3

I received some help during my thesis under the following circumstances:

  1. Took "neutral" classes for coding from a online tutor
  2. The tutor helped me in sharpening my coding skills
  3. I took his help (held discussions) in understanding a solution (how to code, which library to use)
  4. The Tutor helped debugging at times when I got stuck

I wrote everything by my own but this person helped by "tutoring", "discussions", and "debugging".

Am I fine here?

  • 4
    I think you'd have to elaborate on (4) a bit. Someone debugging your code seems like bordering on (if not precisely) academic dishonesty. Discussions of coding / which libraries to use sounds fine, though. – User001 Feb 11 '17 at 22:16
  • 4
    Please specify in, which field of research you are working. If programming is a tool but not the major target of your research, I won't see any problem. If the programming work is a relevant part of our work I would agree with @user68375 comment. – daniel.neumann Feb 11 '17 at 22:42
  • 2
    Whether any of the coding help is, or could be considered as, any form of academic dishonesty depends entirely on what the help was, and what the coding was for. This is currently unclear/too broad as written, but sufficient detail will necessarily make it almost inapplicable to anybody else, therefore personal recommendation. VTC either way. – Nij Feb 12 '17 at 0:40
  • 1
    How are you acknowledging this help in your work? – innisfree Feb 12 '17 at 5:21
  • @user68375 - This was like random issue , sometime the file was too big , program got heavy (he resolved) , encoding and format issues for particular coding standards ( particular framework need to be encoded and then in some other format ) – Rohan Arora Feb 12 '17 at 18:42
4

Activities 1-3 are perfectly fine, and fall within the category of teaching and learning. There is no more issue with these activities than if you undertake approved university courses during your program. Activity 4 is the only one that could potentially raise issues, depending on your field of study and the extent of the assistance. If you are undertaking a thesis where the primary activity is coding and debugging, where you are expected to do these activities yourself, then it might not be okay to have assistance on this task. If you are outside of that field then debugging assistance in your coding is probably analogous to copy-editing services for the textual elements of the thesis, and in that case you should seek guidance from relevant standards applicable to your university (here is an example of applicable standards for copy-editing of theses in Australian universities).

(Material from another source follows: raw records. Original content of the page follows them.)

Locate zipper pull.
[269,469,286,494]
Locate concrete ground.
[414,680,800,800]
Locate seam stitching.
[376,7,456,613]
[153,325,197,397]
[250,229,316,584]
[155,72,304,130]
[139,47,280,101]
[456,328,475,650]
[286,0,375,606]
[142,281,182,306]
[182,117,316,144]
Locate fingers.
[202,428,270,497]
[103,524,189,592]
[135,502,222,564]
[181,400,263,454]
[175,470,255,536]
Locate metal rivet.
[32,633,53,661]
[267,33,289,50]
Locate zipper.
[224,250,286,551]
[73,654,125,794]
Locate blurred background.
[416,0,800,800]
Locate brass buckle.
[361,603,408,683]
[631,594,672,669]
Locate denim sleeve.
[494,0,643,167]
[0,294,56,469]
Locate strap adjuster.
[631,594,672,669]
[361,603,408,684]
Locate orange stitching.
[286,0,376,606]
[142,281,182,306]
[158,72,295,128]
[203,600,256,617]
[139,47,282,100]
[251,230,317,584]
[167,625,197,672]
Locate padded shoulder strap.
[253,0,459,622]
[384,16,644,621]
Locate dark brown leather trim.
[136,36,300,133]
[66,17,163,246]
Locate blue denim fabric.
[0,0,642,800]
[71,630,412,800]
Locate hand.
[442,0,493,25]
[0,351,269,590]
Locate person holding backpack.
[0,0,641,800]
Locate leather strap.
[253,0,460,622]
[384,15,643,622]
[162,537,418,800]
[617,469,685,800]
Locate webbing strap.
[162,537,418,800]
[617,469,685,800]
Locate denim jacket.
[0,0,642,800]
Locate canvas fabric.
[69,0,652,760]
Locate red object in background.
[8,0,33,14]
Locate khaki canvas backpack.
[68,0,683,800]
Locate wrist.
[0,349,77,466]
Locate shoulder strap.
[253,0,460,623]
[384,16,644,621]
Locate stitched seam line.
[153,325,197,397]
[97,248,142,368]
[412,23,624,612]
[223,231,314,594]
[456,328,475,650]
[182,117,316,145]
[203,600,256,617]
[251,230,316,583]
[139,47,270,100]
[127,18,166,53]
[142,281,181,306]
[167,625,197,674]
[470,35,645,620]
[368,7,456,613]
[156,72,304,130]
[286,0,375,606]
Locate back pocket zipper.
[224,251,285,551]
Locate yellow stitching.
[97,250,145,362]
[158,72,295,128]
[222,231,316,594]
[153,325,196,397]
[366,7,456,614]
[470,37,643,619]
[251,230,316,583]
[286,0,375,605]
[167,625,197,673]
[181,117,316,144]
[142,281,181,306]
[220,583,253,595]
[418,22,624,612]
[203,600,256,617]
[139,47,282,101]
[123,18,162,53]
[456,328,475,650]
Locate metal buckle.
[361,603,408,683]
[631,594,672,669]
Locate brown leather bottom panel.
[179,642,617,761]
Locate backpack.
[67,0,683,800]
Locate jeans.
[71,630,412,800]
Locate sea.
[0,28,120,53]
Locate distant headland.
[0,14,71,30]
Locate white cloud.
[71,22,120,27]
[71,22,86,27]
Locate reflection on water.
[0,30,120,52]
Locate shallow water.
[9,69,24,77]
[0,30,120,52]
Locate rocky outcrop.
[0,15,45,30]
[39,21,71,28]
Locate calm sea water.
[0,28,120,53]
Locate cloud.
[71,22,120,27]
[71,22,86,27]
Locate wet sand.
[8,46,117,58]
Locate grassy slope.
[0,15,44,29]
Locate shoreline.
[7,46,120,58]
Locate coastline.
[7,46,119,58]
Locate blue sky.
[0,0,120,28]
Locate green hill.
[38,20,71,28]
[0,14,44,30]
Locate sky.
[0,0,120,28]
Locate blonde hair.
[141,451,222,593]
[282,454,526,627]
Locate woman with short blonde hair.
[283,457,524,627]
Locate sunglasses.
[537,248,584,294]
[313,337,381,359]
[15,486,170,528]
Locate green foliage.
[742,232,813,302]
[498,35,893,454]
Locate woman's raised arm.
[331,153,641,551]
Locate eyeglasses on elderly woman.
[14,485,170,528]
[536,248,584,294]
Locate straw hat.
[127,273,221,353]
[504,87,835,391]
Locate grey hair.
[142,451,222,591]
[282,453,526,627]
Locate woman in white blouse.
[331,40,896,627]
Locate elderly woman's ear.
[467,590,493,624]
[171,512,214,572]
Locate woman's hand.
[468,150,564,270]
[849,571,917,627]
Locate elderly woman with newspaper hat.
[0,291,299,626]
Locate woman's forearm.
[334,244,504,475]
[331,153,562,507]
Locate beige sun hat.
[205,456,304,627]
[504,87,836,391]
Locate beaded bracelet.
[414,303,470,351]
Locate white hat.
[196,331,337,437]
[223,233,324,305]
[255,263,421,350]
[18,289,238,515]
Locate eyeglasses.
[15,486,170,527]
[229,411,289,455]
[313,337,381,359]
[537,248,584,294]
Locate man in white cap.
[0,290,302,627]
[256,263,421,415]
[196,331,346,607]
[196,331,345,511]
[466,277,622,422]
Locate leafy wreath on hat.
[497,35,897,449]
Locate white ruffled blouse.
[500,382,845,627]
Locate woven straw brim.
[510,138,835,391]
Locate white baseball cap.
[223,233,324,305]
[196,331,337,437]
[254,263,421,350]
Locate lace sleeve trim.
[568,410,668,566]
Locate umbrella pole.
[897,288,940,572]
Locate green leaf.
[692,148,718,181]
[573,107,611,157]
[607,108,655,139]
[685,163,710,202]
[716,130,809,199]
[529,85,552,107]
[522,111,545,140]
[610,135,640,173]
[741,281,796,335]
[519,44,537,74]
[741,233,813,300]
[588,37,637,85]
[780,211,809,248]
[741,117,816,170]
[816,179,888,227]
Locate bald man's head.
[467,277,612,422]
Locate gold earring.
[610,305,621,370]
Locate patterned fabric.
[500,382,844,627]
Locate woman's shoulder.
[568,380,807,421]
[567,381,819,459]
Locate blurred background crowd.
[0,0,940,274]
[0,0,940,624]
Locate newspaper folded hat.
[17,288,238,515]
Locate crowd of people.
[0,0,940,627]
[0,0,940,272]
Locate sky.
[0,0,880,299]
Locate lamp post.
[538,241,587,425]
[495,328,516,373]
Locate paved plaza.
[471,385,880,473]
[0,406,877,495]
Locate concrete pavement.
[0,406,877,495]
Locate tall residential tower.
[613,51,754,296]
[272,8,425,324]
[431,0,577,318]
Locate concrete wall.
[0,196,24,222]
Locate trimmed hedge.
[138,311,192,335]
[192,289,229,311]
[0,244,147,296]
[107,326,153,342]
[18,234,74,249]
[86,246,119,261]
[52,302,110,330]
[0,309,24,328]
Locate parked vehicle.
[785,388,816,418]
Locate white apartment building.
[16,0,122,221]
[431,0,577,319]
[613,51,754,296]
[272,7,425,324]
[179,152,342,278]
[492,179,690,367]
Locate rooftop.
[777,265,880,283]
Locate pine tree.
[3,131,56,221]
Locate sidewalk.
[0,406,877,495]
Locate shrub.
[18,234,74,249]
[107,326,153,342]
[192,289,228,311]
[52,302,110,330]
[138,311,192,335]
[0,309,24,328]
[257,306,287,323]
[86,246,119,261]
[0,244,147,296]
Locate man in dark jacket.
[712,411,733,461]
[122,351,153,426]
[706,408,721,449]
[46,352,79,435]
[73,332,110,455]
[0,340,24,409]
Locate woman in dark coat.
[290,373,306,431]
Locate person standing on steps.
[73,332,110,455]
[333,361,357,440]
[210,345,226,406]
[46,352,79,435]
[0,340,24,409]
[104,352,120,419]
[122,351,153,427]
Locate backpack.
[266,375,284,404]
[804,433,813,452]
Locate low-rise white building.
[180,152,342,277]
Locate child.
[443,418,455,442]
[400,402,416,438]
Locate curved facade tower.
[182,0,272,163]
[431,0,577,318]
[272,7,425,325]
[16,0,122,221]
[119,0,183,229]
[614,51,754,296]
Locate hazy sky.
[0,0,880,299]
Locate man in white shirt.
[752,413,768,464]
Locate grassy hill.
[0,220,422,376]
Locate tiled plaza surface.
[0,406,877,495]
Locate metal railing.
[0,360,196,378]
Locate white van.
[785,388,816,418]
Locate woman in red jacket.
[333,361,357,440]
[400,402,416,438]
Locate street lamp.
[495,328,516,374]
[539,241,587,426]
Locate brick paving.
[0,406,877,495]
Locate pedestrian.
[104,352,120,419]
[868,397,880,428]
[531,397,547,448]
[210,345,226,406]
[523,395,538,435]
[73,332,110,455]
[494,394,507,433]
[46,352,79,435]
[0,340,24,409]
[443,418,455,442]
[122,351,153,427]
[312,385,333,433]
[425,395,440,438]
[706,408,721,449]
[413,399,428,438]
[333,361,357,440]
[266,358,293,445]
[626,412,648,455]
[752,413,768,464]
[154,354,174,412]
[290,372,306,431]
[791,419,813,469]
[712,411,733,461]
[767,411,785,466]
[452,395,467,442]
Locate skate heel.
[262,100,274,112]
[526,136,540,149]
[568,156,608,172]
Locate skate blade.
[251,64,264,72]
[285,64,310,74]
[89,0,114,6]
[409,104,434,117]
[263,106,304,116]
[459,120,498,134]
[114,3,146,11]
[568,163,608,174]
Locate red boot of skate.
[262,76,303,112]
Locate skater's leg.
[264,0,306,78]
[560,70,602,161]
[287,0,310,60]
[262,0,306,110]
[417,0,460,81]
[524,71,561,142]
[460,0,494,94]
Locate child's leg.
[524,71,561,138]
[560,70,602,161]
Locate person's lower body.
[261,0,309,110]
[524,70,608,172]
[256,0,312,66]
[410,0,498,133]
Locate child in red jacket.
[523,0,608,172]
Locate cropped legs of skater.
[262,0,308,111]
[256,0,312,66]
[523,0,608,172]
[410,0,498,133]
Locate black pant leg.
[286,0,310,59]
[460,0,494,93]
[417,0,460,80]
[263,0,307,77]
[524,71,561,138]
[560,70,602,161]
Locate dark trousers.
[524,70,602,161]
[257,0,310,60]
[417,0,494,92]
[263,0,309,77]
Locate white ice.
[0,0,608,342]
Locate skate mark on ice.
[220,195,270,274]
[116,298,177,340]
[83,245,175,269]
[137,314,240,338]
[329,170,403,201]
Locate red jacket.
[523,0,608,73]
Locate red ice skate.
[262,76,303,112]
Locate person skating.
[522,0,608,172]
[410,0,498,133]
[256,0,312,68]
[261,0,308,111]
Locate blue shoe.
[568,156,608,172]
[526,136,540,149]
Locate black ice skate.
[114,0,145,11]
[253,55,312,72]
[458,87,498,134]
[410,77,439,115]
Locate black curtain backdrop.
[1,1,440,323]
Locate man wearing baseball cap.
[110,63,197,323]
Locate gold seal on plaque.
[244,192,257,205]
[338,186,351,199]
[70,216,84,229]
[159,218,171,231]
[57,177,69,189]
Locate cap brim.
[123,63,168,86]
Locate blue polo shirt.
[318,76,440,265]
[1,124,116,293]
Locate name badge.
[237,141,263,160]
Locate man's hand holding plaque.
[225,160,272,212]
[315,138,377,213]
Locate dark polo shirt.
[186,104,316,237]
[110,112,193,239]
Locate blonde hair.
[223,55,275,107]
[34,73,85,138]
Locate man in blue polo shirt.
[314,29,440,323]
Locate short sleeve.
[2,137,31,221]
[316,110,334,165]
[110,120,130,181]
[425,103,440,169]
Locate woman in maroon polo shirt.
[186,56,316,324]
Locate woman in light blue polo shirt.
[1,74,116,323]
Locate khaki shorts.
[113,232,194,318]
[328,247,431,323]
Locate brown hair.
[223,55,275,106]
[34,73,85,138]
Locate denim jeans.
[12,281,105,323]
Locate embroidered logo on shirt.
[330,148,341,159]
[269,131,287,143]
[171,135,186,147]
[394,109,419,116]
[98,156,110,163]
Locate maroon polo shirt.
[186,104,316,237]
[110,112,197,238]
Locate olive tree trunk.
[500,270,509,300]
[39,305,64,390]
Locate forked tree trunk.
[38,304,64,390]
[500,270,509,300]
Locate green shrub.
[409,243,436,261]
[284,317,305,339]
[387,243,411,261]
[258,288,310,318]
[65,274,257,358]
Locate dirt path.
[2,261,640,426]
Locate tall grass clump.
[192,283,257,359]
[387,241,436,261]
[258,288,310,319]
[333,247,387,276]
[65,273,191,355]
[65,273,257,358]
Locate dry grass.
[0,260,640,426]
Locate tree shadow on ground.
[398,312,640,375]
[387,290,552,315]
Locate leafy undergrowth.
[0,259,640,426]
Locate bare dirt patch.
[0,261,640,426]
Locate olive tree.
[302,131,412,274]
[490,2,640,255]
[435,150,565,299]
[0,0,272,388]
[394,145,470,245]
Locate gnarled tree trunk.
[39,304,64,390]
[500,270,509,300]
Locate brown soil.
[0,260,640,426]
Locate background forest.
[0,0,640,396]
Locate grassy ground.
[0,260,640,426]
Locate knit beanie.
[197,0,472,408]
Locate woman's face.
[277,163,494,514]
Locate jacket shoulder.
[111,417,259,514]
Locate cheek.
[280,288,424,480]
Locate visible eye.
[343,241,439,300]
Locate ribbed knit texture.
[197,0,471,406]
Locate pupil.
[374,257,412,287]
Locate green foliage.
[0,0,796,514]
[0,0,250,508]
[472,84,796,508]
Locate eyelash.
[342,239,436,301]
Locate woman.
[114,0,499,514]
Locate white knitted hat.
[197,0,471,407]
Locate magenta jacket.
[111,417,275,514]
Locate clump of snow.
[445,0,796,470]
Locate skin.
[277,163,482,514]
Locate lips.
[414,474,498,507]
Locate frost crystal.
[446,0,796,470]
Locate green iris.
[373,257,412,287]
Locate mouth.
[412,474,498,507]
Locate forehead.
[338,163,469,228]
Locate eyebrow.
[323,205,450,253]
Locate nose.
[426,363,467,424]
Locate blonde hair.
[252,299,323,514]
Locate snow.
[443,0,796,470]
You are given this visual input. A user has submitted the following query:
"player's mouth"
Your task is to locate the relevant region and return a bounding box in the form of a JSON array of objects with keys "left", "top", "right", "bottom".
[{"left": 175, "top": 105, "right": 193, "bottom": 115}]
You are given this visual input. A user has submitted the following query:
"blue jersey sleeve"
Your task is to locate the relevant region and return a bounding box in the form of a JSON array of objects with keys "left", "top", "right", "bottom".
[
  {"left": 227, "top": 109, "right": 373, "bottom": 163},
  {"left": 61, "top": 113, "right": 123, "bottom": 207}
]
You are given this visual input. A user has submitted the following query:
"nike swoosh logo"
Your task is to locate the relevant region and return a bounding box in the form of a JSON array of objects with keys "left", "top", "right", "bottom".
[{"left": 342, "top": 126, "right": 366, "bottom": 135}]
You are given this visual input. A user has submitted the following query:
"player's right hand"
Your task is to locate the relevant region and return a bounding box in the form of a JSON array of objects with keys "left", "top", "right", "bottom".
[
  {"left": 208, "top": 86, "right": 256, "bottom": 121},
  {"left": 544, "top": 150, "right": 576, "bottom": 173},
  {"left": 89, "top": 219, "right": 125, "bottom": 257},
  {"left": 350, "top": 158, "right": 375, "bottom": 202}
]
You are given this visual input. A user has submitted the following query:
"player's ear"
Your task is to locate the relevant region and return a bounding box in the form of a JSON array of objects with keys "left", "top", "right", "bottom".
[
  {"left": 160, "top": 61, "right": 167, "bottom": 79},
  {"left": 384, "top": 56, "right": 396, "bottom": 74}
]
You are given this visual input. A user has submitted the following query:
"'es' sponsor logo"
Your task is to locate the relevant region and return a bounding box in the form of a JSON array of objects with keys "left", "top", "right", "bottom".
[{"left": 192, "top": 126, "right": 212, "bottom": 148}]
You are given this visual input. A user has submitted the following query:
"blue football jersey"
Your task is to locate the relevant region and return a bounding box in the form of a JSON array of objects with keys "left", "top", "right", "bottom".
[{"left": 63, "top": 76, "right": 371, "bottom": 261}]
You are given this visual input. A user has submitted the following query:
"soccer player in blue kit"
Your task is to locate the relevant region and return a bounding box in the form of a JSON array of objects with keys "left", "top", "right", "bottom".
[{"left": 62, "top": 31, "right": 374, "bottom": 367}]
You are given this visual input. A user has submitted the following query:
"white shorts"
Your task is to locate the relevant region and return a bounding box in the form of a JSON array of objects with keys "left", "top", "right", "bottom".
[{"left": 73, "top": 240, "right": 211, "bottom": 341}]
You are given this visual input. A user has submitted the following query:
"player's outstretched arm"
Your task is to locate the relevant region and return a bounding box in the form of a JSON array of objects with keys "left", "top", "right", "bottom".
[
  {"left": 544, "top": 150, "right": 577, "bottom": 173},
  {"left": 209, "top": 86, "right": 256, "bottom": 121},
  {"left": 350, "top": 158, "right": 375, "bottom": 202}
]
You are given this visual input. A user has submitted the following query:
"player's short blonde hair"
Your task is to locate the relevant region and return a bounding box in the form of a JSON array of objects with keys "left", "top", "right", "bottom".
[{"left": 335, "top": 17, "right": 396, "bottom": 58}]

In any case, you should raise this matter with your thesis supervisor, disclose the details of the assistance you got, and make sure you give an appropriate acknowledgement in your thesis, so that the reviewers are aware of the matter. Your supervisor will be able to point you to relevant policies that apply at your university, and will be in a good position to assess whether the help you have sought raises any issues. Unless your thesis is specifically about programming/debugging tasks, there is probably reasonably wide scope for basic debugging services (analogous to light copy-editing services) and so it will probably not be an issue.

2

Under certain circumstances, unfortunately not stated in the question, even point 4 would be ok. This is work at the graduate level, and even there, not every student is a great programmer. Moreover, there is a lot to CS that isn't really about programming, even when it depends on programming at some level.

My question, rather, would be, who designed the program and the work that it contributes to. If it was the OP, then I see no issue at all in having someone help debug the program(s). The line would come when debugging moves over to design of the code. But even then, there might be more to the research than the code. If the OP has designed the research and knows enough to come to appropriate conclusions, I see no problem. (Old and retired CS professor).

The first three points in the question raise no issues for me at all. But the person giving help should be acknowledged, of course.


If I can draw a parallel with work in other scientific fields, it isn't necessary that the lead author of a work have personally performed all of the experiments on which the work is based. It is enough that he/she had a key role in design and giving direction to the work.